MONTREAL — Rangers goaltender Henrik Lundqvist thought about how he would prepare for his team’s next challenge — a chance to eliminate the Montreal Canadiens in Saturday’s Game 6 at Madison Square Garden.
Lundqvist had another vintage playoff performance, making 34 saves in a 3-2 overtime victory on Thursday. Lundqvist said a short mental break would help as he readies himself for another pressure-packed evening.
“I put in so much energy for every game, it’s hard not to think about it,” he said. “But I don’t want to waste energy. I try to get away from the game a little bit.”
The Rangers have essentially turned the tables on the Canadiens, who had a 2-1 series lead after smothering the Rangers, 3-1, at the Garden in Game 3. Now the Rangers have the Atlantic Division champions on the ropes and have no desire to make another trip to Montreal for Game 7.
“We don’t want to come back here, anything can happen in Game 7s,” said defenseman Brendan Smith, a physical force for the Rangers this series. “I’ve played in a couple. It’s tough — can go either way. We really have to play a smart game back home and use our fans as a motivator.”
The Rangers responded to their previous home challenge with a strong effort in Game 4 to tie the series. They had lost their previous six home playoff games and eight of their last 10 home games in the regular season.
Their Game 5 overtime victory was punctuated by the winning goal from Mika Zibanejad with 5 minutes 38 seconds left in overtime. He was still beaming when he spoke Friday morning in Montreal before the team left for New York.
“Still amazing, one of the biggest goals I’ve scored,” said Zibanejad, 24, whose winner came with an assist from Chris Kreider after the puck deflected off Canadiens defenseman Alexei Emelin. “But now it’s done. The focus goes on to the next game.”
Once again, the Rangers will have the chance to eliminate Montreal in six games, as they did three years ago in the Eastern Conference finals, as well as in 1996, 1974 and 1972. No series between the teams has ever gone to seven games.
Zibanejad said a strong start in Game 6 would be imperative.
“We have to come out strong and really match their desperation,” he said.
The Rangers are likely heartened by the play of Zibanejad and his recent linemates, Kreider and Pavel Buchnevich. They had several dominating shifts in the overtime. Kreider nearly scored himself at the midway point of overtime, fanning on the puck with a mostly open net behind Canadiens goaltender Carey Price.
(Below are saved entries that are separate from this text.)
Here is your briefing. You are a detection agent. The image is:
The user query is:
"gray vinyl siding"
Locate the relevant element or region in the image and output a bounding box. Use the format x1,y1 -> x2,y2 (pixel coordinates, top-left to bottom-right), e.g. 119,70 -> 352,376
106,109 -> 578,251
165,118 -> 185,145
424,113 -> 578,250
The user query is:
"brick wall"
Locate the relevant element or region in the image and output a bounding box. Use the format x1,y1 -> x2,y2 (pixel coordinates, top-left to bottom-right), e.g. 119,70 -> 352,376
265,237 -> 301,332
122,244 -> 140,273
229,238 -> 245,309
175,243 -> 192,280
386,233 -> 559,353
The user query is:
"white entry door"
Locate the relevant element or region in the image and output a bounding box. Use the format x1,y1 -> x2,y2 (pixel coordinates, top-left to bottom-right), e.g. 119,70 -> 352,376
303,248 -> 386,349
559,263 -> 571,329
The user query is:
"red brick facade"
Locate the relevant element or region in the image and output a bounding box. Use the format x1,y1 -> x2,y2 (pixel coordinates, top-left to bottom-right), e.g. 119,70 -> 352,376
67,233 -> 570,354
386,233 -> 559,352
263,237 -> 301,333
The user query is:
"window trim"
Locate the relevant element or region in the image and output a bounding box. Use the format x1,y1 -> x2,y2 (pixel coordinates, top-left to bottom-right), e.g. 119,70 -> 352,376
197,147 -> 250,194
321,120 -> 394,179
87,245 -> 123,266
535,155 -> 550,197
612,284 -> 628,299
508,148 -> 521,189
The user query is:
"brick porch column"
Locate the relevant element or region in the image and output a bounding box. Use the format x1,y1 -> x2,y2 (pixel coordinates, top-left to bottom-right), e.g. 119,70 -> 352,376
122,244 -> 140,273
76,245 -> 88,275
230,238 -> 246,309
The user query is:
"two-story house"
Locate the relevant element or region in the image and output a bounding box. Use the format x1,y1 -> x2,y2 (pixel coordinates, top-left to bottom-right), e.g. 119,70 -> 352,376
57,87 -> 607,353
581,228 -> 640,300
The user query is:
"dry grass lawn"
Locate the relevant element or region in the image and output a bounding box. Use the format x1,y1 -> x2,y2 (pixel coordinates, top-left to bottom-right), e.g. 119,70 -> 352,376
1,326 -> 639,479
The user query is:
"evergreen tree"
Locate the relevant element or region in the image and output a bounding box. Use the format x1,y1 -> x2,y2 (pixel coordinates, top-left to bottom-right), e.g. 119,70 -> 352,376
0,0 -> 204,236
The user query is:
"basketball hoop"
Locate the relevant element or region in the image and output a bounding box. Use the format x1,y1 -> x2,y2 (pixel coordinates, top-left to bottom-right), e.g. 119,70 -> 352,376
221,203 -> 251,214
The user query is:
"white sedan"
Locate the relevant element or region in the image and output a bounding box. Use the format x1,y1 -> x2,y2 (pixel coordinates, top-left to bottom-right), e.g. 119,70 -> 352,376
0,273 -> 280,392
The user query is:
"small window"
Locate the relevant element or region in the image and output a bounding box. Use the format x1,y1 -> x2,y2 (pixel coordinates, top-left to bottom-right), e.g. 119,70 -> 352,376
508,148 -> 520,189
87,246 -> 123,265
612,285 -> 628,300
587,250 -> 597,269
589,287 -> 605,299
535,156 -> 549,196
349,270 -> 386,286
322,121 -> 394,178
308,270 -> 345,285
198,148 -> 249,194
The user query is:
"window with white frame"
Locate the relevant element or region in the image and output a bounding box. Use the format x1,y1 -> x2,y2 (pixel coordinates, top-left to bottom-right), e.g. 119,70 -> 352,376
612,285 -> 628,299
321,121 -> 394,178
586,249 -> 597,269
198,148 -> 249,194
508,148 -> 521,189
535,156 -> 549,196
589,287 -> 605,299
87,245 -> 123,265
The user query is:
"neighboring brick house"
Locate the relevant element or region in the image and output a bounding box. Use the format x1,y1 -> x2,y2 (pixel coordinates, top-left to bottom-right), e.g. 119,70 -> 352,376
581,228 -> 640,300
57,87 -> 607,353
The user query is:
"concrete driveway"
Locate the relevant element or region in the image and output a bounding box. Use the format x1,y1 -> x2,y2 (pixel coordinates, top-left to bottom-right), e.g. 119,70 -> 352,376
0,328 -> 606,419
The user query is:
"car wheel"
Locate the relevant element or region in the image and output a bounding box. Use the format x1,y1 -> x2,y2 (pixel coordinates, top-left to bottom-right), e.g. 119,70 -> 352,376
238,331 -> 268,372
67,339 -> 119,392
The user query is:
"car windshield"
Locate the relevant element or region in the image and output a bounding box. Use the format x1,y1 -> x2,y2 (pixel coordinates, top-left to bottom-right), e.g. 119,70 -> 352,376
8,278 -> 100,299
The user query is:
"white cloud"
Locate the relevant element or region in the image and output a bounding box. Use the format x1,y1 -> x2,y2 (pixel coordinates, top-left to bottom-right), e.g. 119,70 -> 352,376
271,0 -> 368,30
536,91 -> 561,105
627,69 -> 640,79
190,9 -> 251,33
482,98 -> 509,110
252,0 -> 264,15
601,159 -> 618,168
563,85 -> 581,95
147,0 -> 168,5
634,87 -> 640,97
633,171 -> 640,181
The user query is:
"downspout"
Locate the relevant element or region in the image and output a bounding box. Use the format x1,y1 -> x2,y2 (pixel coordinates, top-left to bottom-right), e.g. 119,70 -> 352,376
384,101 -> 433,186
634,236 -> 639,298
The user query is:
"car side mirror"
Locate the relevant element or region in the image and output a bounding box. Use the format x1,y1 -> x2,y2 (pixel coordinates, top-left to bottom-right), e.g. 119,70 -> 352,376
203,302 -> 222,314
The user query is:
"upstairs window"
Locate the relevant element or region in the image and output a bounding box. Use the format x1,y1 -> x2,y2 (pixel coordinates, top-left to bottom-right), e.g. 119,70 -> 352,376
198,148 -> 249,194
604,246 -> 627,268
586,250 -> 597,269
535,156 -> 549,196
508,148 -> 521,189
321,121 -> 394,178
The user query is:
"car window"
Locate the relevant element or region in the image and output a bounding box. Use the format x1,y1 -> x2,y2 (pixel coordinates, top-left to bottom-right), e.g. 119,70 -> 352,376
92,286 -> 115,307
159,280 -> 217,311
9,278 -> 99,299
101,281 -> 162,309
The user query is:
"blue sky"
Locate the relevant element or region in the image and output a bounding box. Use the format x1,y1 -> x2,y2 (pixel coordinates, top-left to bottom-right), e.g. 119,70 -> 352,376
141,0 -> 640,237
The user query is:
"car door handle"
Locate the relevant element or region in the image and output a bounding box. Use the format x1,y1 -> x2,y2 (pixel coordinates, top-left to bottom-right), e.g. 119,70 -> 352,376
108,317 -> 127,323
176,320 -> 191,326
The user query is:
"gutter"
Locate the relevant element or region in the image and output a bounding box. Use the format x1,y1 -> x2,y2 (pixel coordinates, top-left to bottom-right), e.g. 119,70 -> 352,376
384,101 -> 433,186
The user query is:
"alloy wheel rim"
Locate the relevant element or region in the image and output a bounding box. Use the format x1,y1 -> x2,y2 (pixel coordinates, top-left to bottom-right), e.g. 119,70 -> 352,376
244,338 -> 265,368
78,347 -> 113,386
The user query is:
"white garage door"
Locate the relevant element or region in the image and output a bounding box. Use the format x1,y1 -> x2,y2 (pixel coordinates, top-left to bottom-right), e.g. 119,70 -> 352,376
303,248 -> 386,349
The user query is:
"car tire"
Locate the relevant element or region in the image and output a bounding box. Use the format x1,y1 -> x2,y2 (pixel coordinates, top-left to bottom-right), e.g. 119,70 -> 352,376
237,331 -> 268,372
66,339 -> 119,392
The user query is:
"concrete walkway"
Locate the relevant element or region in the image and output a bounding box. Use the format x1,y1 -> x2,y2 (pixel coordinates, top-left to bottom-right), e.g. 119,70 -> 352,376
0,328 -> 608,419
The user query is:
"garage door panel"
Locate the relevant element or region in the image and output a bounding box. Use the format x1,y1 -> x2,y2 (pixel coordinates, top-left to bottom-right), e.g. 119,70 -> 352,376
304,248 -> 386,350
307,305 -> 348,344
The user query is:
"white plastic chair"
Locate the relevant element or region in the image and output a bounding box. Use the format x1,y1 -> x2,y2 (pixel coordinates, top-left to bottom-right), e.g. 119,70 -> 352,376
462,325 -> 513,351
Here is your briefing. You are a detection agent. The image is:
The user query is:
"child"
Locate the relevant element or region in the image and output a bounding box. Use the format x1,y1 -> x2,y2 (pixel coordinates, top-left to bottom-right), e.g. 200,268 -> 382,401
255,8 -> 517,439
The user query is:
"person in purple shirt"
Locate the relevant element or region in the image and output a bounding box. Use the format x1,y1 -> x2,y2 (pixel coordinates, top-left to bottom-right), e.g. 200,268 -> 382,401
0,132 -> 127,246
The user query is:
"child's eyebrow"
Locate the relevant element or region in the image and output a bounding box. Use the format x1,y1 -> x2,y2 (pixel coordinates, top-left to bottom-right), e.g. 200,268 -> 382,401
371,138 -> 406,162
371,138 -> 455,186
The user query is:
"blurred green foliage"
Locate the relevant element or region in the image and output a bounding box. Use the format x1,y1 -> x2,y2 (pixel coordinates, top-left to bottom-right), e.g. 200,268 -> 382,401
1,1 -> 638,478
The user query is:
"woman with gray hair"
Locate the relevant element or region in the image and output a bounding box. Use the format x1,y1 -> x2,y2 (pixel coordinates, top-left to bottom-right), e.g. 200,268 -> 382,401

“We have some good chemistry right now,” Zibanejad said. “All four lines we have right now are a threat. It’s a good feeling for us.”
Coach Alain Vigneault said the line has played in a sturdy way since Buchnevich, a 21-year-old rookie, was inserted into the lineup for Tanner Glass after Game 3.
“I thought that line — Mika, Kreids and Buchy — they were real strong,” Vigneault said. “They were backchecking real hard, and they had a real strong finish to this game.”
Defenseman Marc Staal, a veteran of 97 playoff games over nine postseasons for the Rangers, knows the desperation the Canadiens will play with since “we’ve been in that situation a lot.”
He also knows how the Garden crowd can provide a major boost.
“We’re excited to get back in front of our home crowd,” Staal said. “We have to take advantage of playing well. We will give our best effort.”
Staal provided drama during the 2012 Eastern Conference finals, scoring an overtime goal at the Garden.
The Rangers also have recent history on their side, winning 11 of their last 15 playoff games against Montreal dating to Game 3 of their first-round series against the Canadiens in 1996.
But Vigneault said that momentum could only go so far, especially in a closely contested series.
“They are going to put a game plan together, we’re going to put a game plan together,” he said, “and both teams are going to do what they’ve been doing for five games, compete real hard. That’s what I expect from them, and that’s what I expect from us.”